What's so bad about calling private APIs? I get why Apple doesn't want it, but as a user I don't care.
The sandbox prevents apps from pulling in native code over the network. The OS won't allow pages to be marked as executable unless the code is signed by Apple.
Apple's refusal to support XPC and the ability for apps to launch secondary processes is the real underlying issue here. Being able to separate out execution and process permissions from the main app solves a ton of third-party SDK issues as well as just normal "why is my app crashing because of decoding?"-style issues.
Notably on iOS there's no good way to isolate unsafe native libraries from the rest of your app without violating app store policies, because Apple enforces apps to be single process and doesn't allow use of its own sandboxing apis.
I still have hopes that Apple cares enough and finds a way to whitelist the JSC lib somehow.
Not sure exactly how that would work, because permissions to allocate executable memory is given per process on iOS. But I guess they could inspect the call stack to see if the allocating call indeed comes from the built-in JSC lib?
It seems that Corona (the iOS 5.0.1 untether), at least, does allow an App Store application to call exec().
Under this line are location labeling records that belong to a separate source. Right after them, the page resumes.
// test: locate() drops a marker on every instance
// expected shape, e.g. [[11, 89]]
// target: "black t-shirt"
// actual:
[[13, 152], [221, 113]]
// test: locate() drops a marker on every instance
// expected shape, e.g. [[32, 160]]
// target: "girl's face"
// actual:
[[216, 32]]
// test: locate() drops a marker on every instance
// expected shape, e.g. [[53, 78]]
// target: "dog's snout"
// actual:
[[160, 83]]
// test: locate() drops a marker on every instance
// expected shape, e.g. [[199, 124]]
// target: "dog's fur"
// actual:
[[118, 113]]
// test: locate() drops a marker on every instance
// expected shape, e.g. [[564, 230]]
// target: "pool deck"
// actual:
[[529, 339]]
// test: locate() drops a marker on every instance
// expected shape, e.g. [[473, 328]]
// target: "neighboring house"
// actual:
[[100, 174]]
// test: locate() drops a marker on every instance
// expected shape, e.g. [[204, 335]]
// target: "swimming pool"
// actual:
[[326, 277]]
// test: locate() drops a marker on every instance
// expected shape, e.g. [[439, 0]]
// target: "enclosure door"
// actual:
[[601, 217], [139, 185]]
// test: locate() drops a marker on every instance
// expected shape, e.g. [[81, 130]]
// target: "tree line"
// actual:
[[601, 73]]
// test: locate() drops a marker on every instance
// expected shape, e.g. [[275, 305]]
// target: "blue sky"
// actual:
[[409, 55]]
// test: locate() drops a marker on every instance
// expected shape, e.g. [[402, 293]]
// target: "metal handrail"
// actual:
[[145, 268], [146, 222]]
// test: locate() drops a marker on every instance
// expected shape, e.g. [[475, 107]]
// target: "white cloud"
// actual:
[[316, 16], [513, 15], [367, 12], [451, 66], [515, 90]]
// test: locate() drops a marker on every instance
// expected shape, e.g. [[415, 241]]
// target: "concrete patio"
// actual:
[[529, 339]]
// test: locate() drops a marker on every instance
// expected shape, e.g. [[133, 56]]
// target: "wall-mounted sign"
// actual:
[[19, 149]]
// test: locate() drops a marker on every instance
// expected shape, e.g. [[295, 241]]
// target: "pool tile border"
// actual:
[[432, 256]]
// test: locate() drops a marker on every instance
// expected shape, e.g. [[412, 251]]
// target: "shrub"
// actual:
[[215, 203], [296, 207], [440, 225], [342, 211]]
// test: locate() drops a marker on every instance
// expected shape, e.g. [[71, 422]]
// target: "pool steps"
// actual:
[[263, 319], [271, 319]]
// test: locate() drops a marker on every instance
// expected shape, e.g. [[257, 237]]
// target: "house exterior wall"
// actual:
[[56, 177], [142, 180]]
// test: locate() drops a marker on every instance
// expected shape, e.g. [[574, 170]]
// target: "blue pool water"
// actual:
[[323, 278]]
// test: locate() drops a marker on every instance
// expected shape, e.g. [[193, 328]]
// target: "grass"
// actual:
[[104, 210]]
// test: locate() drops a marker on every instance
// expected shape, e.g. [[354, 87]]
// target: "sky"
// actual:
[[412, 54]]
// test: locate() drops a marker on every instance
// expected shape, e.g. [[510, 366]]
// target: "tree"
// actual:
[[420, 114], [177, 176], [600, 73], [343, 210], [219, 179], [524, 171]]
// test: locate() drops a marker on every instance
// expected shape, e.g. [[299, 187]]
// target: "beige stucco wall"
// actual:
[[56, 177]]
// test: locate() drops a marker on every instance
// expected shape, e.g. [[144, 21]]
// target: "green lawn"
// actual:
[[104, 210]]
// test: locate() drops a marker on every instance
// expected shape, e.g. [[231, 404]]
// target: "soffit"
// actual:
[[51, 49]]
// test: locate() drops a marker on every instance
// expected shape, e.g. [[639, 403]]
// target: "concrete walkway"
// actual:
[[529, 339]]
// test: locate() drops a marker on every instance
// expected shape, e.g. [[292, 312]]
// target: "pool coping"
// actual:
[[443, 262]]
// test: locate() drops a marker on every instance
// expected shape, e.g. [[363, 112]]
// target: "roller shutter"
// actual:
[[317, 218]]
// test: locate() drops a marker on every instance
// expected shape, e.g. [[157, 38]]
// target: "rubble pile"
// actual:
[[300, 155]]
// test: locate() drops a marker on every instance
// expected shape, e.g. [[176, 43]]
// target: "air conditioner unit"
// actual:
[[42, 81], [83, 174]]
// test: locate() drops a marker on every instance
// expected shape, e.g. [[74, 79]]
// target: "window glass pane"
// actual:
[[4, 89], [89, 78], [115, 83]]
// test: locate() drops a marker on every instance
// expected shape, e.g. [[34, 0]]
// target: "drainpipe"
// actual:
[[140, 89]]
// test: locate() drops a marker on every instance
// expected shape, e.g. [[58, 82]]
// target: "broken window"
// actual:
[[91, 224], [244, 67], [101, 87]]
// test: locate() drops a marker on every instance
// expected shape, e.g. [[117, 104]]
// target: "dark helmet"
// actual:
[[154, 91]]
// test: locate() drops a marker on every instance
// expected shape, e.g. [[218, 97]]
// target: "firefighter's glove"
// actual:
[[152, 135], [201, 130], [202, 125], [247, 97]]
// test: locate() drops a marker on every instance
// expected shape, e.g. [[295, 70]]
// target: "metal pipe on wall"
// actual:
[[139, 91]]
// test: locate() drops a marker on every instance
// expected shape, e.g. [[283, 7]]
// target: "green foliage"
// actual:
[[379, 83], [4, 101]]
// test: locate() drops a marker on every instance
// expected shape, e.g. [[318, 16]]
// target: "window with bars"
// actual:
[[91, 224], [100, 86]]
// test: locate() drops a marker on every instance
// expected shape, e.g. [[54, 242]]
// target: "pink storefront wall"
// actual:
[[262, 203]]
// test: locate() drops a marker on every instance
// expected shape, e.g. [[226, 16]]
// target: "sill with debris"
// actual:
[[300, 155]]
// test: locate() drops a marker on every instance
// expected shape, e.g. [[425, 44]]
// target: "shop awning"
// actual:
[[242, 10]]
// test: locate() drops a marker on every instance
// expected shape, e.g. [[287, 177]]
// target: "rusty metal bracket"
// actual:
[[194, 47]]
I am honestly not certain why that is allowed... I am, however, also not entirely certain whether that is normally disallowed: it might actually not be considered a problem by Apple.
The reason why I point out that there might actually not normally be a restriction against exec() is that I just tested using fork() on my iOS 5.0.1 iPhone 4S using Corona (Absinthe 0.4) and, in fact, you can't call that from an App Store application. (So, the sandbox works. ;P)
To test, I ran Facebook, then used `cycript -p Facebook` to inject a console into that process (using cycript, my JavaScript/Objective-C hybrid shell). I then ran `new Functor(dlsym(RTLD_DEFAULT, "fork"), "v")()` to get a reference to and call the fork system call stub from libSystem (libc).
The sandbox daemon was then asked by the kernel to verify whether that process was allowed to fork, and as it was not I got the following log message and the process was denied. (I say "denied" as it was not killed: it just got -1 from fork() with EPERM.)
Jun 18 15:00:16 Transponder sandboxd[768]: Facebook(759) deny process-fork
Moving on, your comparison to SELinux is, AFAIK, fairly accurate; on Ubuntu, AppArmor is also a similar system to the Apple sandbox (and, transitively, SELinux). It should be pointed out, however, that these systems are also per-process: I can still install things on the computer and mark them "no limits".
As for your other comments, App Store applications on jailbroken devices still cannot snoop into your keychain, mail, or the data stored for other applications such as Facebook. They do have access to your camera roll, but that is true of non-jailbroken devices as well (this is fixed on iOS 6).
Finally, you are correct in that installing a .deb on your system is handing the packager the equivalent of a temporary root shell on your device: in addition to installing arbitrary code with the package (the point of installing it at all), it gets to actually run scripts as root during the (un)installation itself.